MUMBAI: From sparkle to numbers, Bluestone seems to be polishing more than just jewellery this year. Bluestone Jewellery and Lifestyle Limited reported a sharp turnaround in FY26, with revenue from operations rising to Rs 2,436 crore (Rs 24,364 million), up from Rs 1,770 crore (Rs 17,700 million) in FY25. The company posted a full-year profit of Rs 13 crore (Rs 131.79 million), a significant recovery from a loss of Rs 222 crore (Rs 2,218 million) a year ago.

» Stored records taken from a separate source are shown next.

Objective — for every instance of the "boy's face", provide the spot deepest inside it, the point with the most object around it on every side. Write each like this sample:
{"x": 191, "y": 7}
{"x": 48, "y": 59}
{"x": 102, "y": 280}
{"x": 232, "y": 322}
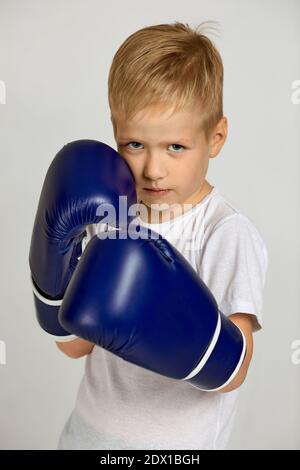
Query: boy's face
{"x": 168, "y": 153}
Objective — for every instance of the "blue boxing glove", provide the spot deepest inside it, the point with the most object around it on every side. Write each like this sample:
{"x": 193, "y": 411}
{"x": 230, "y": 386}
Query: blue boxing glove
{"x": 135, "y": 295}
{"x": 85, "y": 176}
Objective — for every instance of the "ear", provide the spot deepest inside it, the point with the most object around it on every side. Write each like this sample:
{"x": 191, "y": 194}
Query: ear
{"x": 218, "y": 137}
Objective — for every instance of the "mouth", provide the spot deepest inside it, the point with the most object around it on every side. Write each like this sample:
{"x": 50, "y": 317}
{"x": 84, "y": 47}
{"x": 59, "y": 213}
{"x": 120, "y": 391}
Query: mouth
{"x": 157, "y": 191}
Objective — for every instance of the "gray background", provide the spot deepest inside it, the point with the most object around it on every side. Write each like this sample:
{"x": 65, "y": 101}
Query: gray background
{"x": 55, "y": 57}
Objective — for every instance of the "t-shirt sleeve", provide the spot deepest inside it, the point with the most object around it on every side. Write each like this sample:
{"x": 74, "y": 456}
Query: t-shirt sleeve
{"x": 233, "y": 264}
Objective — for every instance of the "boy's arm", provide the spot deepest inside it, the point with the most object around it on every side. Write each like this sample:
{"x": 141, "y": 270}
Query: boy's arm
{"x": 244, "y": 322}
{"x": 76, "y": 348}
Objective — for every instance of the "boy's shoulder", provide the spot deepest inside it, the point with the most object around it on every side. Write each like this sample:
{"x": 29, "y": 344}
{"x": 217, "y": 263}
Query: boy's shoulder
{"x": 222, "y": 217}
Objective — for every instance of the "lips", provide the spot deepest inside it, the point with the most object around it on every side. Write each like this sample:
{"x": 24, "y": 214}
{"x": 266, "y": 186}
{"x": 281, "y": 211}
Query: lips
{"x": 156, "y": 190}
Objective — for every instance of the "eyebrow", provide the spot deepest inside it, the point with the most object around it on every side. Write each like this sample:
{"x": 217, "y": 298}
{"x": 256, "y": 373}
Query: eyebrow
{"x": 132, "y": 139}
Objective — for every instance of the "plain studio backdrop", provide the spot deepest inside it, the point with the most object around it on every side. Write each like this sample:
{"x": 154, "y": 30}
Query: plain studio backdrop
{"x": 54, "y": 61}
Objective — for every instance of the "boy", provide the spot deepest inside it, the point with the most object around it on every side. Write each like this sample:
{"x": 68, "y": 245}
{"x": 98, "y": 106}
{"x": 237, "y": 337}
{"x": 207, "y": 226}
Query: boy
{"x": 165, "y": 96}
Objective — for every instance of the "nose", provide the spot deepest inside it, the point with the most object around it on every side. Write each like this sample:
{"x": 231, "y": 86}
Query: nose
{"x": 154, "y": 168}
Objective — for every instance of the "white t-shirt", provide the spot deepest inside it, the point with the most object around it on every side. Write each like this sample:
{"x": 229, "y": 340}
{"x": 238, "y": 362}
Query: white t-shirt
{"x": 123, "y": 406}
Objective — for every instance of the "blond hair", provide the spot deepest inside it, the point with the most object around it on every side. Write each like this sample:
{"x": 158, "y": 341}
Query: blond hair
{"x": 170, "y": 65}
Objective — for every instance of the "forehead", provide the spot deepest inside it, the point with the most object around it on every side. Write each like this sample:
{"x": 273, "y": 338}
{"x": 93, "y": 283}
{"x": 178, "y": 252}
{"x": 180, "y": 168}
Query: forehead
{"x": 157, "y": 121}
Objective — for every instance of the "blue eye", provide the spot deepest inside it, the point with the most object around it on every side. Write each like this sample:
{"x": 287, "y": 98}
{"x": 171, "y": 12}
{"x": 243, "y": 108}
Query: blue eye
{"x": 136, "y": 144}
{"x": 133, "y": 143}
{"x": 177, "y": 145}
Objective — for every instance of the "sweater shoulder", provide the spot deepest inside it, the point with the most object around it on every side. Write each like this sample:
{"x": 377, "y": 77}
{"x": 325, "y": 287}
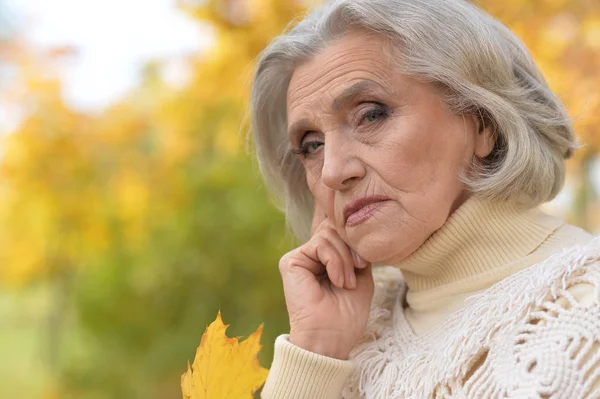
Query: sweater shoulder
{"x": 534, "y": 334}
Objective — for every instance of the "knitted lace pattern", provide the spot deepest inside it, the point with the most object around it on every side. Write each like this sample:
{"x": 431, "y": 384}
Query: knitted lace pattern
{"x": 527, "y": 336}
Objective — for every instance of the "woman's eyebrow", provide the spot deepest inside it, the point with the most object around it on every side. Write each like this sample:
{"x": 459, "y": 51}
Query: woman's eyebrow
{"x": 347, "y": 96}
{"x": 350, "y": 93}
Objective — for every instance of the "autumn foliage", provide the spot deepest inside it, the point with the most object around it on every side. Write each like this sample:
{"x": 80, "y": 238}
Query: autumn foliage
{"x": 223, "y": 367}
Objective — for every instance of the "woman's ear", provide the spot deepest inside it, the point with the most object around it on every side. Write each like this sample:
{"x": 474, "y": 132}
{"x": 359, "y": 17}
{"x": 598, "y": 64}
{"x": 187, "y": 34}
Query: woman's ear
{"x": 485, "y": 138}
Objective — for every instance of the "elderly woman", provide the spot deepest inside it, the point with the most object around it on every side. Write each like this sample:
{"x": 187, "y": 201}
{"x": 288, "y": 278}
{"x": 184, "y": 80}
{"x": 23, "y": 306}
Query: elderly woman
{"x": 420, "y": 135}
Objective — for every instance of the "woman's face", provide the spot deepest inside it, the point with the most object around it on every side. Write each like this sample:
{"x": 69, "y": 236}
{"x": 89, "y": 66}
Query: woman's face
{"x": 381, "y": 151}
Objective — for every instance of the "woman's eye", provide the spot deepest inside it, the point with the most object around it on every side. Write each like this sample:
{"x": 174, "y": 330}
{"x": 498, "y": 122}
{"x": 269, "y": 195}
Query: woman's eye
{"x": 308, "y": 147}
{"x": 374, "y": 114}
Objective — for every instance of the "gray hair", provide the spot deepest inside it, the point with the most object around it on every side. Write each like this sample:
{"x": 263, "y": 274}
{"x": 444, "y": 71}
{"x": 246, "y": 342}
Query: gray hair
{"x": 480, "y": 65}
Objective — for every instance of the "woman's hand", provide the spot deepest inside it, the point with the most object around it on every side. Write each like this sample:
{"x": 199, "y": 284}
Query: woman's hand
{"x": 328, "y": 291}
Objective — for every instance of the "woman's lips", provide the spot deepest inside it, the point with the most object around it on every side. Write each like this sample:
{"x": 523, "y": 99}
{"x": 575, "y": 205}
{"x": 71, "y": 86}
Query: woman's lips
{"x": 362, "y": 209}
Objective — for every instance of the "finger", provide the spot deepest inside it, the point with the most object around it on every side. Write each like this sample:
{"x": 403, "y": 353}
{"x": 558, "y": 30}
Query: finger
{"x": 358, "y": 260}
{"x": 321, "y": 251}
{"x": 346, "y": 255}
{"x": 364, "y": 279}
{"x": 319, "y": 216}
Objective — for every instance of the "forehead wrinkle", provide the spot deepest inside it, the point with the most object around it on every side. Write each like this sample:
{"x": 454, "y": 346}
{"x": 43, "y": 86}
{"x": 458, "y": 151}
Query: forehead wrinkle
{"x": 375, "y": 62}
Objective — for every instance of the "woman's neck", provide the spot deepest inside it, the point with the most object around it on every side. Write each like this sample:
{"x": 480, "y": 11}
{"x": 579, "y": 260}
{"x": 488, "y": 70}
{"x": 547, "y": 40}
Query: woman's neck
{"x": 479, "y": 237}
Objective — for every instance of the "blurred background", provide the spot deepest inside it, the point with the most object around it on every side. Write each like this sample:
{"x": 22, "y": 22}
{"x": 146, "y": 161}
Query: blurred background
{"x": 130, "y": 210}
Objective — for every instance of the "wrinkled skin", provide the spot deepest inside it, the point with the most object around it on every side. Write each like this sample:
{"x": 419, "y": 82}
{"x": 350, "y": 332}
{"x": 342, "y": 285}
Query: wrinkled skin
{"x": 362, "y": 128}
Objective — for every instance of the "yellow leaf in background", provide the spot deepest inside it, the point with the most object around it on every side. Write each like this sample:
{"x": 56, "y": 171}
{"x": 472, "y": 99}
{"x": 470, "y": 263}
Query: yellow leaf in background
{"x": 224, "y": 368}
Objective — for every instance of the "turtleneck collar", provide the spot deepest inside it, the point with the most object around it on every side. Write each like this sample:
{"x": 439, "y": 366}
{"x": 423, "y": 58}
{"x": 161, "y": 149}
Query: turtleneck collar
{"x": 478, "y": 240}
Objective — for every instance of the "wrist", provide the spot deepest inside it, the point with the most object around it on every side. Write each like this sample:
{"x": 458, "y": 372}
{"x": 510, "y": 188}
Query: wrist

Total income for the year stood at Rs 2,486 crore (Rs 24,860 million), compared to Rs 1,830 crore (Rs 18,300 million) in the previous year, reflecting both topline growth and improved operational momentum.

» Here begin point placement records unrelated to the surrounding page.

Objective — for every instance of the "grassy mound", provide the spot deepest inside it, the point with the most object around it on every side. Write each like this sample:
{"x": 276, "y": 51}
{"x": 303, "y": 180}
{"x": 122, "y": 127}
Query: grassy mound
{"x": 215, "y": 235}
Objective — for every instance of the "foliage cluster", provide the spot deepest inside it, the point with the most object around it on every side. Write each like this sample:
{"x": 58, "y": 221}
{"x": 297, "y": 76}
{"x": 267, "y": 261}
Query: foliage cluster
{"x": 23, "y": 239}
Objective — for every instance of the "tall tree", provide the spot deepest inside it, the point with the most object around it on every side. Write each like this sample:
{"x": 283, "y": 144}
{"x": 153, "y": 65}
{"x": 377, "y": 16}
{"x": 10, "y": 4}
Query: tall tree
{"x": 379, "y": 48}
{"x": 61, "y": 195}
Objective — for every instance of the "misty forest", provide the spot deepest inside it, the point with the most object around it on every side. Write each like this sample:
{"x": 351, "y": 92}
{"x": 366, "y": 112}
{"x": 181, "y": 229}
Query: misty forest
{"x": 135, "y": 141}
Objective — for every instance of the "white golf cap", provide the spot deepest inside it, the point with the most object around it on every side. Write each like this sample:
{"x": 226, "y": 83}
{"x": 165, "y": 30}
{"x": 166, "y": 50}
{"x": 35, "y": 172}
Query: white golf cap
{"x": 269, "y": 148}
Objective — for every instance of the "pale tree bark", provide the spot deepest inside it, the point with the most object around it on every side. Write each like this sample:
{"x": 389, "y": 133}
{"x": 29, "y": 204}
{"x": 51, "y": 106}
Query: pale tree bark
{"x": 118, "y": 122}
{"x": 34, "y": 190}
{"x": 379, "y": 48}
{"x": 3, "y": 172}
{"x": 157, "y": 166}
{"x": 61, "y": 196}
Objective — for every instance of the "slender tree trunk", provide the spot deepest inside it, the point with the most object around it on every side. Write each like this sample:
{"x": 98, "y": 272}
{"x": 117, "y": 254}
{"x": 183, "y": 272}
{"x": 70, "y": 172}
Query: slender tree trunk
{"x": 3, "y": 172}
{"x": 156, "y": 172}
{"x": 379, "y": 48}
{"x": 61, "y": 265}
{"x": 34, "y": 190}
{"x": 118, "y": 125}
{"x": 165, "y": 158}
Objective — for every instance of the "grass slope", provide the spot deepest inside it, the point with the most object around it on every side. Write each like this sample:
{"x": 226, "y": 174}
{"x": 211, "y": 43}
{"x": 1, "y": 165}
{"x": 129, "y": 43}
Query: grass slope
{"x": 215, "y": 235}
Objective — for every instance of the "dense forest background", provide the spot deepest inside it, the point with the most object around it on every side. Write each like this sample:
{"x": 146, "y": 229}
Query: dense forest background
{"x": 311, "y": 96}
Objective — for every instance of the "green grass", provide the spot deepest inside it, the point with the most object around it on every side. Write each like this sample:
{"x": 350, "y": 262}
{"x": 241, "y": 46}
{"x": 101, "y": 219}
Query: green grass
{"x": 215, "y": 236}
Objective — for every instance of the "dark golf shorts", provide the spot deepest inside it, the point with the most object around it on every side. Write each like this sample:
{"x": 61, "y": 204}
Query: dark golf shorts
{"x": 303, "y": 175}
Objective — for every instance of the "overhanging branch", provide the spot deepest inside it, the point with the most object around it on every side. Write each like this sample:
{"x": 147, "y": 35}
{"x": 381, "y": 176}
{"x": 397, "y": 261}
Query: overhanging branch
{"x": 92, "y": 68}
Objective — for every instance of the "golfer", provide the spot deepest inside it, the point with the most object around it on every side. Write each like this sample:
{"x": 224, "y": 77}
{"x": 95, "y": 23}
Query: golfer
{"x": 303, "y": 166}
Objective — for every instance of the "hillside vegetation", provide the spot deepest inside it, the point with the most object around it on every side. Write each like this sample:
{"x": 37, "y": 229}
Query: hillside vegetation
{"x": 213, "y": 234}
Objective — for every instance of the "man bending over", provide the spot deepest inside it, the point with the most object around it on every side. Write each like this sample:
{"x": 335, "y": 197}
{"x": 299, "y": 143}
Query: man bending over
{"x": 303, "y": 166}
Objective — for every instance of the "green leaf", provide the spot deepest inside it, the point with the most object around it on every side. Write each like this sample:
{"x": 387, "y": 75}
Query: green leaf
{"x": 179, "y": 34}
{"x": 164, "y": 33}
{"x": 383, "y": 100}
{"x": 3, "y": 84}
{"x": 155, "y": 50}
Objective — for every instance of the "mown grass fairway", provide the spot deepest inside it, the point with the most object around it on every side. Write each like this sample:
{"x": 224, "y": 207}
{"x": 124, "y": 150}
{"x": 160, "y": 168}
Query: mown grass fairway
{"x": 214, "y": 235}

The March quarter, however, told a more nuanced story. Revenue from operations came in at Rs 681 crore (Rs 6,814 million), down from Rs 748 crore (Rs 7,486 million) in the year-ago period, though higher than Rs 461 crore (Rs 4,613 million) in the preceding December quarter. Net profit for Q4 stood at Rs 31 crore (Rs 311.81 million), compared to Rs 68 crore (Rs 688 million) a year earlier, but a clear reversal from a loss of Rs 51 crore (Rs 512 million) in Q3.
Margins were shaped by higher input costs, with raw material consumption rising to Rs 2,204 crore (Rs 22,043 million) for the full year, alongside employee benefit expenses of Rs 282 crore (Rs 2,824 million) and finance costs of Rs 210 crore (Rs 2,104 million). Other expenses came in at Rs 371 crore (Rs 3,715 million), slightly lower than Rs 393 crore (Rs 3,938 million) in FY25.

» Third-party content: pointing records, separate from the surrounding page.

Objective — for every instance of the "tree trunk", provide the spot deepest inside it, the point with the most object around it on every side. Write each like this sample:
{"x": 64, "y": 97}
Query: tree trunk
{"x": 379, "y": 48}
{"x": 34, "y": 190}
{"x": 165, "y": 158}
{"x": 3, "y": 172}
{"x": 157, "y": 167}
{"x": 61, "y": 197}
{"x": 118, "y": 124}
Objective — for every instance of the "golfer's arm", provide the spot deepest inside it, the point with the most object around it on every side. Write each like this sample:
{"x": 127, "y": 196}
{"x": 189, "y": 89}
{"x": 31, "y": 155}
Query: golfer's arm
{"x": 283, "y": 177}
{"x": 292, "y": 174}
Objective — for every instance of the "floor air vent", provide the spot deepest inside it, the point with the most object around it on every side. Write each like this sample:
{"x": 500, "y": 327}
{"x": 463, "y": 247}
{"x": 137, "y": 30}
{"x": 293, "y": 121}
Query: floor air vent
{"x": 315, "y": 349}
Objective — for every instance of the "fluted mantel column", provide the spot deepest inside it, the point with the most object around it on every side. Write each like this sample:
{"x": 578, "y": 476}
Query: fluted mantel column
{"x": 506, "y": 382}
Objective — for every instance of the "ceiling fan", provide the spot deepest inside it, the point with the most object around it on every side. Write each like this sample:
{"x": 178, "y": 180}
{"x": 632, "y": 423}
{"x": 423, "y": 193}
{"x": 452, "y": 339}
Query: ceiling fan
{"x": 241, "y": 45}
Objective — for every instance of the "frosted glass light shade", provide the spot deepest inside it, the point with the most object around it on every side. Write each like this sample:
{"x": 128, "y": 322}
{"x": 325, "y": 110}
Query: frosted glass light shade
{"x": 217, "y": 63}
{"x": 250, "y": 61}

On the balance sheet front, total assets expanded to Rs 4,961 crore (Rs 49,610 million) as of March 31, 2026, from Rs 3,532 crore (Rs 35,322 million) a year earlier, driven largely by a surge in inventories to Rs 2,672 crore (Rs 26,718 million). Equity also strengthened to Rs 1,803 crore (Rs 18,030 million), nearly doubling from Rs 911 crore (Rs 9,107 million).
Cash flows reflected the cost of growth. Net cash used in operating activities stood at Rs 199 crore (Rs 1,990 million), while investing activities saw an outflow of Rs 239 crore (Rs 2,392 million). Financing activities, however, generated Rs 497 crore (Rs 4,971 million), helping the company end the year with cash and cash equivalents of Rs 108 crore (Rs 1,075 million), up from Rs 49 crore (Rs 487 million).
Earnings per share for FY26 came in at Rs 1.10, a sharp improvement from a negative Rs 79.74 in FY25, underlining the shift from losses to profitability.
With revenue scaling up, costs still glittering on the higher side, and profitability finally back in the black, BlueStone’s FY26 performance suggests a business mid-transition less about shine alone, and more about sustaining it.